Center for Translational Medicine, the Third People's Hospital of Longgang District, Shenzhen, PR China.
Inner Mongolia Key Laboratory of Hypoxic Translational Medicine, Baotou, PR China.
Mol Biol Rep. 2024 Jul 13;51(1):808. doi: 10.1007/s11033-024-09774-1.
Endothelial cells (ECs) can confer neuroprotection by secreting molecules. This study aimed to investigate whether DNA methylation contributes to the neuroprotective gene expression induced by hypoxia preconditioning (HPC) in ECs and to clarify that the secretion of molecules from HPC ECs may be one of the molecular mechanisms of neuroprotection.
Human microvascular endothelial cell-1 (HMEC-1) was cultured under normal conditions (C), hypoxia(H), and hypoxia preconditioning (HPC), followed by the isolation of culture medium (CM). SY5Y cell incubated with the isolated CM from HMEC-1 was exposed to oxygen-glucose deprivation (OGD). The DNA methyltransferases (DNMTs), global methylation level, miR-126 and its promotor DNA methylation level in HMEC-1 were measured. The cell viability and cell injury in SY5Y were detected.
HPC decreased DNMTs level and global methylation level as well as increased miR-126 expression in HMEC-1. CM from HPC treated HMEC-1 also relieved SY5Y cell damage, while CM from HMEC-1 which over-expression of miR-126 can reduce injury in SY5Y under OGD condition.

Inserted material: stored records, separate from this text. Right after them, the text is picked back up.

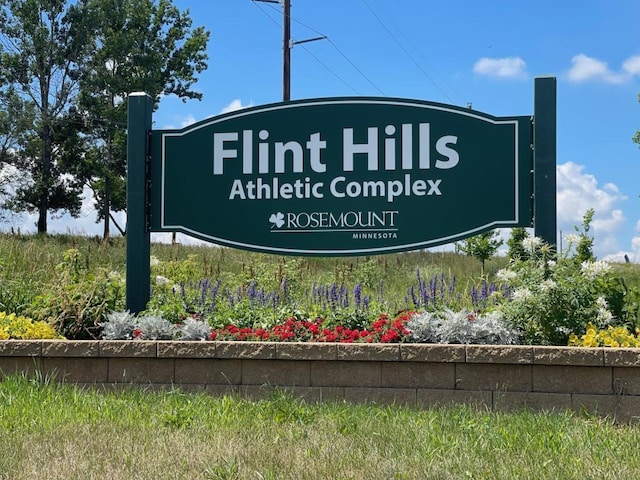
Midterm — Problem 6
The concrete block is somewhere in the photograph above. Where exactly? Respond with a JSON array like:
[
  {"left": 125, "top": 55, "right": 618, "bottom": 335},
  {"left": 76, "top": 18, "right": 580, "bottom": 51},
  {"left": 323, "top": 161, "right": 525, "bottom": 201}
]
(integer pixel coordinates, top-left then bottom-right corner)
[
  {"left": 337, "top": 343, "right": 400, "bottom": 361},
  {"left": 604, "top": 348, "right": 640, "bottom": 367},
  {"left": 572, "top": 394, "right": 619, "bottom": 420},
  {"left": 416, "top": 389, "right": 492, "bottom": 409},
  {"left": 99, "top": 341, "right": 157, "bottom": 357},
  {"left": 175, "top": 358, "right": 241, "bottom": 385},
  {"left": 494, "top": 391, "right": 572, "bottom": 413},
  {"left": 107, "top": 357, "right": 174, "bottom": 383},
  {"left": 466, "top": 345, "right": 533, "bottom": 364},
  {"left": 0, "top": 357, "right": 42, "bottom": 378},
  {"left": 157, "top": 341, "right": 217, "bottom": 358},
  {"left": 215, "top": 341, "right": 275, "bottom": 359},
  {"left": 534, "top": 346, "right": 603, "bottom": 366},
  {"left": 0, "top": 340, "right": 42, "bottom": 356},
  {"left": 242, "top": 359, "right": 310, "bottom": 386},
  {"left": 276, "top": 342, "right": 338, "bottom": 361},
  {"left": 203, "top": 384, "right": 240, "bottom": 397},
  {"left": 311, "top": 360, "right": 380, "bottom": 387},
  {"left": 381, "top": 362, "right": 455, "bottom": 389},
  {"left": 456, "top": 363, "right": 532, "bottom": 392},
  {"left": 343, "top": 387, "right": 416, "bottom": 407},
  {"left": 42, "top": 357, "right": 108, "bottom": 383},
  {"left": 533, "top": 365, "right": 612, "bottom": 394},
  {"left": 613, "top": 367, "right": 640, "bottom": 395},
  {"left": 614, "top": 396, "right": 640, "bottom": 424},
  {"left": 42, "top": 340, "right": 99, "bottom": 357},
  {"left": 400, "top": 344, "right": 465, "bottom": 362}
]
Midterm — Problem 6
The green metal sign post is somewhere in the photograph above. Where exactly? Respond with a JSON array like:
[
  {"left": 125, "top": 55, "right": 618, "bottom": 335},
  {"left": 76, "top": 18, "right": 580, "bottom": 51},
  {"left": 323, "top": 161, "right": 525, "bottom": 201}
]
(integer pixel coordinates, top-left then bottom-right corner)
[
  {"left": 533, "top": 76, "right": 557, "bottom": 249},
  {"left": 125, "top": 92, "right": 152, "bottom": 313},
  {"left": 125, "top": 78, "right": 556, "bottom": 312}
]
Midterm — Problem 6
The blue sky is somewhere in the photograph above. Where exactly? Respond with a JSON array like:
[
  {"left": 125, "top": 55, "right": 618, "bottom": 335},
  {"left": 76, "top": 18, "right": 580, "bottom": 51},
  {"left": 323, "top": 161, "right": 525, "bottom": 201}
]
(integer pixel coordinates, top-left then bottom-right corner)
[{"left": 2, "top": 0, "right": 640, "bottom": 261}]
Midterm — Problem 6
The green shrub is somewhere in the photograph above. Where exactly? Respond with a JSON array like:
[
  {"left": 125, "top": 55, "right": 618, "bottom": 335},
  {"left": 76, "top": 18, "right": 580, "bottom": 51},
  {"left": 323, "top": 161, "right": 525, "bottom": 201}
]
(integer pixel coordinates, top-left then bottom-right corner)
[
  {"left": 26, "top": 249, "right": 125, "bottom": 339},
  {"left": 0, "top": 311, "right": 63, "bottom": 339}
]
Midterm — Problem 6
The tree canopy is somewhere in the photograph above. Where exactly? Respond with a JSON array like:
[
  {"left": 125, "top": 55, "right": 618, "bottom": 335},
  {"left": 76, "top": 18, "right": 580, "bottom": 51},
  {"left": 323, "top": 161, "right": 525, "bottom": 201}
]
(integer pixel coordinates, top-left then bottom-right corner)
[{"left": 0, "top": 0, "right": 209, "bottom": 236}]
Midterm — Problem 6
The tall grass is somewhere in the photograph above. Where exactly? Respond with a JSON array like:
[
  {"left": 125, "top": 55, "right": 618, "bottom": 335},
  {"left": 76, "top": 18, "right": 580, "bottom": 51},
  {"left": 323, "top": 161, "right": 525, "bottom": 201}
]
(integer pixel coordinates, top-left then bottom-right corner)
[
  {"left": 2, "top": 233, "right": 640, "bottom": 330},
  {"left": 1, "top": 374, "right": 639, "bottom": 479},
  {"left": 0, "top": 233, "right": 512, "bottom": 313}
]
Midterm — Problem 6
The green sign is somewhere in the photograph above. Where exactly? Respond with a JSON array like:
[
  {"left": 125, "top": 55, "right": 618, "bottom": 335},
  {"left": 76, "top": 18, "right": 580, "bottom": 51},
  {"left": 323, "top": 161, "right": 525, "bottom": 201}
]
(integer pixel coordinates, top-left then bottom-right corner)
[{"left": 149, "top": 97, "right": 532, "bottom": 256}]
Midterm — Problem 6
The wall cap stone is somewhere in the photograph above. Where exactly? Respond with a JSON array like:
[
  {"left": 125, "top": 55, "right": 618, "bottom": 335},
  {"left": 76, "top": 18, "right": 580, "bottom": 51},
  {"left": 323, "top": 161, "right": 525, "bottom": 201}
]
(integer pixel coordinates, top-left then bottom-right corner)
[
  {"left": 215, "top": 341, "right": 276, "bottom": 359},
  {"left": 337, "top": 343, "right": 400, "bottom": 361},
  {"left": 604, "top": 348, "right": 640, "bottom": 367},
  {"left": 400, "top": 344, "right": 465, "bottom": 362},
  {"left": 42, "top": 340, "right": 99, "bottom": 357},
  {"left": 0, "top": 340, "right": 42, "bottom": 356},
  {"left": 276, "top": 342, "right": 338, "bottom": 360},
  {"left": 466, "top": 345, "right": 533, "bottom": 364},
  {"left": 99, "top": 340, "right": 157, "bottom": 357},
  {"left": 533, "top": 346, "right": 604, "bottom": 366},
  {"left": 157, "top": 341, "right": 217, "bottom": 358}
]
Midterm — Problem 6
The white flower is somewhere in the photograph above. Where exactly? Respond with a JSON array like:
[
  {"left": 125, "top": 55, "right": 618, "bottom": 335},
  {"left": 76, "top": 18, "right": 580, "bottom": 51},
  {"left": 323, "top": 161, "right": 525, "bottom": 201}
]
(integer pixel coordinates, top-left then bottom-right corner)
[
  {"left": 564, "top": 234, "right": 581, "bottom": 245},
  {"left": 511, "top": 287, "right": 533, "bottom": 302},
  {"left": 595, "top": 296, "right": 614, "bottom": 326},
  {"left": 150, "top": 255, "right": 161, "bottom": 267},
  {"left": 596, "top": 307, "right": 614, "bottom": 326},
  {"left": 155, "top": 275, "right": 170, "bottom": 285},
  {"left": 581, "top": 260, "right": 611, "bottom": 279},
  {"left": 522, "top": 236, "right": 543, "bottom": 253},
  {"left": 539, "top": 279, "right": 556, "bottom": 292},
  {"left": 495, "top": 268, "right": 517, "bottom": 283}
]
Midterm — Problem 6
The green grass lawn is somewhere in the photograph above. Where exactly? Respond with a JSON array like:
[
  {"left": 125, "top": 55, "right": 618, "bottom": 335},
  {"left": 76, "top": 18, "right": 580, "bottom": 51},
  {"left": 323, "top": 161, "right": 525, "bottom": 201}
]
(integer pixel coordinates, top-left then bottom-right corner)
[{"left": 1, "top": 374, "right": 639, "bottom": 480}]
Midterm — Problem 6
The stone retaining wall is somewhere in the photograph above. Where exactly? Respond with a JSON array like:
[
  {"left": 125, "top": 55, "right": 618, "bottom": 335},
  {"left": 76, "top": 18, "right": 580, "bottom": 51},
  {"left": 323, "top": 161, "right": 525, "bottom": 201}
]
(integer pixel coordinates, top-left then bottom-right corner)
[{"left": 1, "top": 340, "right": 640, "bottom": 422}]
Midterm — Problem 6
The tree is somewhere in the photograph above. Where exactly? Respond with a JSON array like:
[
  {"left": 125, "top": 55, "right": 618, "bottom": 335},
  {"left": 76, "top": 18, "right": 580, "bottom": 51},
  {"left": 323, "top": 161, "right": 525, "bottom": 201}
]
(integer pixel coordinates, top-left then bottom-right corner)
[
  {"left": 456, "top": 230, "right": 503, "bottom": 277},
  {"left": 0, "top": 0, "right": 94, "bottom": 232},
  {"left": 506, "top": 227, "right": 529, "bottom": 262},
  {"left": 78, "top": 0, "right": 209, "bottom": 239}
]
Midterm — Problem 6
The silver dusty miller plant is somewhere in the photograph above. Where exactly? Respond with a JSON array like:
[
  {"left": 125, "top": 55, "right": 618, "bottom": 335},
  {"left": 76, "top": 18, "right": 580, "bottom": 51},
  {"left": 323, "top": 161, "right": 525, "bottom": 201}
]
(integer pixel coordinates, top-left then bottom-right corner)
[
  {"left": 407, "top": 308, "right": 521, "bottom": 345},
  {"left": 135, "top": 314, "right": 175, "bottom": 340},
  {"left": 100, "top": 311, "right": 212, "bottom": 340},
  {"left": 176, "top": 317, "right": 212, "bottom": 341},
  {"left": 99, "top": 311, "right": 137, "bottom": 340}
]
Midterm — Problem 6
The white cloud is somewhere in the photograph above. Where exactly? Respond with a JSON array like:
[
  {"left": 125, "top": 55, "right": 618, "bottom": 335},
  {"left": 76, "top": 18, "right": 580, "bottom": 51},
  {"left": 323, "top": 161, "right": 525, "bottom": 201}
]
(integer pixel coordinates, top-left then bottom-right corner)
[
  {"left": 623, "top": 55, "right": 640, "bottom": 75},
  {"left": 473, "top": 57, "right": 528, "bottom": 79},
  {"left": 160, "top": 113, "right": 199, "bottom": 130},
  {"left": 180, "top": 114, "right": 197, "bottom": 128},
  {"left": 567, "top": 53, "right": 640, "bottom": 84},
  {"left": 220, "top": 99, "right": 254, "bottom": 114},
  {"left": 556, "top": 161, "right": 626, "bottom": 257}
]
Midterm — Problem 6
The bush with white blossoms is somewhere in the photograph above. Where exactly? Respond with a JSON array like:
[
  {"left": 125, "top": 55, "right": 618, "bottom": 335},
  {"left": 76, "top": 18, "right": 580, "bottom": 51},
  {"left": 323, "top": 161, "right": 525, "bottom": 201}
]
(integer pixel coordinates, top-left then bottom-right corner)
[{"left": 493, "top": 211, "right": 635, "bottom": 345}]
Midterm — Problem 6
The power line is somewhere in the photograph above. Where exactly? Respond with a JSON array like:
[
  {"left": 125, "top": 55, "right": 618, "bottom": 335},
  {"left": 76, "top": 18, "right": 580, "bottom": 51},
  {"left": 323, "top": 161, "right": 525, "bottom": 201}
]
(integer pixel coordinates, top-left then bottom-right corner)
[
  {"left": 297, "top": 43, "right": 362, "bottom": 95},
  {"left": 283, "top": 8, "right": 385, "bottom": 95},
  {"left": 360, "top": 0, "right": 457, "bottom": 104},
  {"left": 370, "top": 0, "right": 464, "bottom": 104},
  {"left": 251, "top": 0, "right": 383, "bottom": 97},
  {"left": 325, "top": 38, "right": 385, "bottom": 96}
]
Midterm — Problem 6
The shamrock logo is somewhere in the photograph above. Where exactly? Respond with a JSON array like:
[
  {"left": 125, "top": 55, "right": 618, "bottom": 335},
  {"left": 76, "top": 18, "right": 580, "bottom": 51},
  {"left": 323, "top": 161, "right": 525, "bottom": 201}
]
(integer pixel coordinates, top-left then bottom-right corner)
[{"left": 269, "top": 212, "right": 285, "bottom": 228}]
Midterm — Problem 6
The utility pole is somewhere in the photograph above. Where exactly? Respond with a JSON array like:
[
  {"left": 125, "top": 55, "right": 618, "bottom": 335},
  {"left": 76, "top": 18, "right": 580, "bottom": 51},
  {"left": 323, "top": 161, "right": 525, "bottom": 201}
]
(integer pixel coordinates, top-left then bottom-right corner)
[
  {"left": 254, "top": 0, "right": 325, "bottom": 101},
  {"left": 283, "top": 0, "right": 291, "bottom": 101}
]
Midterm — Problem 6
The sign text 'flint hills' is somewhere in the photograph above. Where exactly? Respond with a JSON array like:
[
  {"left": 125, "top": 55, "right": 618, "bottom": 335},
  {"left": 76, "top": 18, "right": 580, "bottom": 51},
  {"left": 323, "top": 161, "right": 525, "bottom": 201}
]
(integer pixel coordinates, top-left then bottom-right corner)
[{"left": 213, "top": 123, "right": 457, "bottom": 202}]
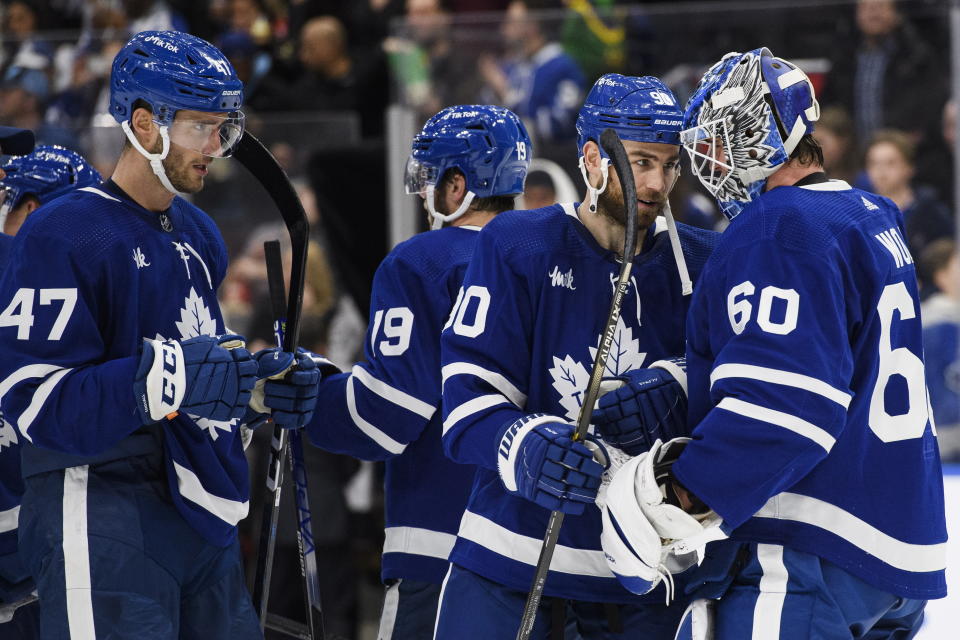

These findings indicate EC may secrete molecules, such as miR-126, to execute neuroprotection induced by HPC through regulating the expression of DNMTs.
内皮细胞 (ECs) 通过分泌分子发挥神经保护作用。本研究旨在探讨 DNA 甲基化是否有助于 ECs 缺氧预处理 (HPC) 诱导的神经保护基因表达,并阐明 HPC ECs 分泌的分子可能是神经保护的一种分子机制。
在正常条件 (C)、缺氧 (H) 和缺氧预处理 (HPC) 下培养人微血管内皮细胞-1 (HMEC-1),然后分离培养上清液 (CM)。将 SY5Y 细胞与从 HMEC-1 中分离的 CM 孵育,然后使其暴露于氧葡萄糖剥夺 (OGD)。测量 HMEC-1 中的 DNA 甲基转移酶 (DNMTs)、整体甲基化水平、miR-126 及其启动子 DNA 甲基化水平。检测 SY5Y 中的细胞活力和细胞损伤。
HPC 降低了 HMEC-1 中的 DNMTs 水平和整体甲基化水平,同时增加了 miR-126 的表达。经 HPC 处理的 HMEC-1 的 CM 也减轻了 SY5Y 细胞的损伤,而过表达 miR-126 的 HMEC-1 的 CM 可减少 OGD 条件下 SY5Y 中的损伤。
这些发现表明,EC 可能通过调节 DNMTs 的表达来分泌分子,如 miR-126,从而发挥由 HPC 诱导的神经保护作用。